Sala e Atm, pubblicità gay a spese dell'utente

"Milano è pronta per il Pride 2022" scrive il sindaco Giuseppe Sala sulle sue pagine social, pubblicando la foto di un tram arcobaleno, che - annuncia - sarà in servizio dall'alba di oggi

Sala e Atm, pubblicità gay a spese dell'utente

Una campagna per il «Pride» e sull'identità di genere e l'orientamento sessuale. La promuove Atm e il sindaco, come al solito, è in prima linea. «Milano è pronta per il Pride 2022» scrive Giuseppe Sala sulle sue pagine social, pubblicando la foto di un tram arcobaleno, che - annuncia - sarà in servizio dall'alba di oggi.

Il mezzo, uno storico modello Carrelli, viaggerà lungo la linea 10, attraversando la città dalla Stazione Centrale ai Navigli, passando per Porta Nuova, Garibaldi, Chinatown e Arco della Pace. Questa iniziativa fa parte della campagna di sensibilizzazione «E tu che ne sai?», lanciata da Atm, in vista del Milano Pride 2022, manifestazione consueta contro le discriminazioni e per le rivendicazioni del movimento omosessuale.
In collaborazione con «Cig Arcigay Milano», l'azienda di trasporto pubblico locale ha anche lanciato un sito per veicolare una corretta informazione su questi temi.
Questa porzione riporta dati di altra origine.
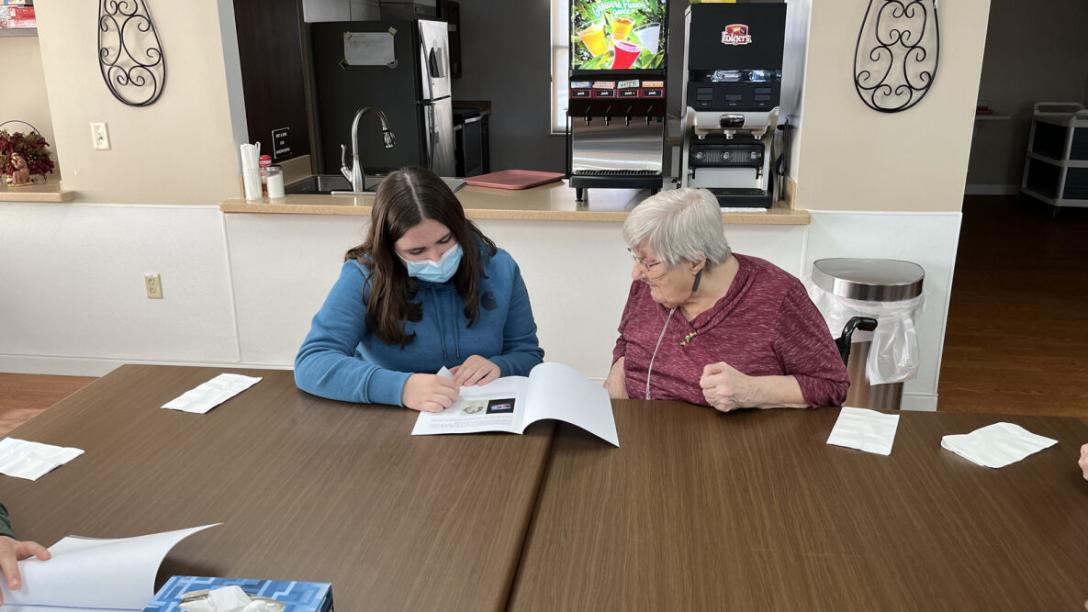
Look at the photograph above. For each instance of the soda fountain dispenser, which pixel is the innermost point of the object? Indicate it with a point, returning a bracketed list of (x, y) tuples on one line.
[(616, 111)]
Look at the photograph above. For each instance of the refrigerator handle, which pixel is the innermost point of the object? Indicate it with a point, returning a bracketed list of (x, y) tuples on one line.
[(434, 63), (429, 129)]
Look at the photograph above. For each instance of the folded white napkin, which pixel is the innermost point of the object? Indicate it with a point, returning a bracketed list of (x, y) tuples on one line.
[(997, 445), (211, 393), (865, 430), (33, 460)]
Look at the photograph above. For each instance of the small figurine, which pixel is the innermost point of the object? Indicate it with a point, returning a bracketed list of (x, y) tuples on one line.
[(22, 174)]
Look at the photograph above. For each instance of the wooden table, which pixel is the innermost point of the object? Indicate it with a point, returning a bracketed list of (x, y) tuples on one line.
[(754, 511), (696, 511), (307, 489)]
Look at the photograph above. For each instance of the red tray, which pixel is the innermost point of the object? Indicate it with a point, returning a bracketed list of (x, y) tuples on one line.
[(514, 179)]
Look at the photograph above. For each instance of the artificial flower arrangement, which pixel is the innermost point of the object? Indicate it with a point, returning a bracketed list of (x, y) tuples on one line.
[(19, 149)]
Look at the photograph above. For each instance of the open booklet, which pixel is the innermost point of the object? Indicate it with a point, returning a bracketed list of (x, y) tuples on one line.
[(515, 402), (91, 574)]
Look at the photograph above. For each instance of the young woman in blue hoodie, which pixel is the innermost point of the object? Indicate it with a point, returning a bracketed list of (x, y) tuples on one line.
[(425, 290)]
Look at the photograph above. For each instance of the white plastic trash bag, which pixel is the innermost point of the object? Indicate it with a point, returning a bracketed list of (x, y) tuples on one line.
[(893, 355)]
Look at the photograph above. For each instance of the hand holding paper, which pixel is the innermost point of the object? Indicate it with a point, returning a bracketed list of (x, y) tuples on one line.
[(11, 552), (514, 402), (90, 573), (429, 392)]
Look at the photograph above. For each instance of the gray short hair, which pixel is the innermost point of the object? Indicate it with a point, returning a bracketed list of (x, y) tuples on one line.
[(679, 224)]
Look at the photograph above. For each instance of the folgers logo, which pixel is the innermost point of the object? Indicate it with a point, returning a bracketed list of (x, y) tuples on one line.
[(736, 34)]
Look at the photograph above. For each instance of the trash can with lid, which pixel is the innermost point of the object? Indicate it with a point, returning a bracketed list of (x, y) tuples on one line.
[(870, 305)]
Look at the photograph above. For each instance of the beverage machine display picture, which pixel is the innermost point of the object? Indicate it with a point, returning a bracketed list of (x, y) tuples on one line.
[(618, 34), (616, 109)]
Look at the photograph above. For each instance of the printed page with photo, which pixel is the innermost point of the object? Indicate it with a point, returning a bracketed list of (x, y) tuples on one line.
[(512, 403), (496, 406)]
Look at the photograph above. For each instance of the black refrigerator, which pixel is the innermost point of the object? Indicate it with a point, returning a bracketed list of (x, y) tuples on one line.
[(400, 66)]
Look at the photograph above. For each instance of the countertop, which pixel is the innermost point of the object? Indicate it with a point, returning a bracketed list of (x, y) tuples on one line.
[(49, 192), (547, 203)]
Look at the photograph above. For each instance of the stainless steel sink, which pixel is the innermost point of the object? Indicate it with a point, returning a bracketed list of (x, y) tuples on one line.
[(336, 184), (320, 184)]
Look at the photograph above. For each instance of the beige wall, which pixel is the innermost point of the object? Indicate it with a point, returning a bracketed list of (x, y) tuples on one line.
[(24, 87), (178, 150), (1048, 62), (853, 158)]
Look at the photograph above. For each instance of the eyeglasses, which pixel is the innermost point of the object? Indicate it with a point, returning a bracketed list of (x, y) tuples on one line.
[(641, 261)]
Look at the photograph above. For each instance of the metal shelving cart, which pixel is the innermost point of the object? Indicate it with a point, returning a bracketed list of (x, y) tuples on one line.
[(1055, 169)]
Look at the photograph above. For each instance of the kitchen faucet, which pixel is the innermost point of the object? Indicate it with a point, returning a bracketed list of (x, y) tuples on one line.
[(355, 173)]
Differenziandole con i colori della bandiera arcobaleno, www.etuchenesai.it fornisce informazioni sul «Pride» e la sua storia, inoltre spiega il significato di termini come «queer» e «Lgbtqia+» e risponde a semplici domande come «quale differenza c'è tra identità di genere e orientamento sessuale?».

Comprensibilmente, però, questa iniziativa non mette d'accordo tutti. Nel centrodestra, qualcuno non è convinto e non per affinità con posizioni retrive o discriminatorie. «Sono totalmente a favore della lotta alle discriminazioni - dice per esempio Marco Osnato, deputato di Fratelli d'Italia - ma è ora di finirla di usare le affissioni pubbliche per pubblicizzare il sindaco, gli assessori o le campagne politiche della sinistra». «Sinceramente - aggiunge - non capisco cosa c'entri Atm, società pubblica di trasporti, con il tema Lgbt e le discriminazioni? Ve ne sono state sui mezzi pubblici? Ve ne sono tra i dipendenti? A me non risulta ma se così fosse si combattano con i fatti e non con pubblicità politiche compiacenti il Sindaco e la sua maggioranza, ovviamente con la consueta - e speriamo disinteressata collaborazione di Arcigay! L'arrogamza di questa giunta e talmente sfacciata che oramai sembra normale che le partecipate, da MM a Atm passando per Milanosport, oramai siano il megafono asservito a Sala! Perché non abbiamo visto manifesti per il rispetto delle Donne dopo i fatti di Capodanno? Perché non vediamo manifesti contro le sopraffazioni delle baby gang?».

«Questa volta lo stile usato è quello pedagogico - commenta Riccardo Truppo, che di Fratelli d'Italia è capogruppo in Comune - Della serie, se non conosci la sigla Lgbt sei arretrato e ignorante. Con le tante pubblicità progresso che potrebbero trovare spazio su così importanti spazi, pare incredibile assistere impotenti a tali promozioni obbligate di massa. A quando i megafoni per le strade per la propaganda di partito?».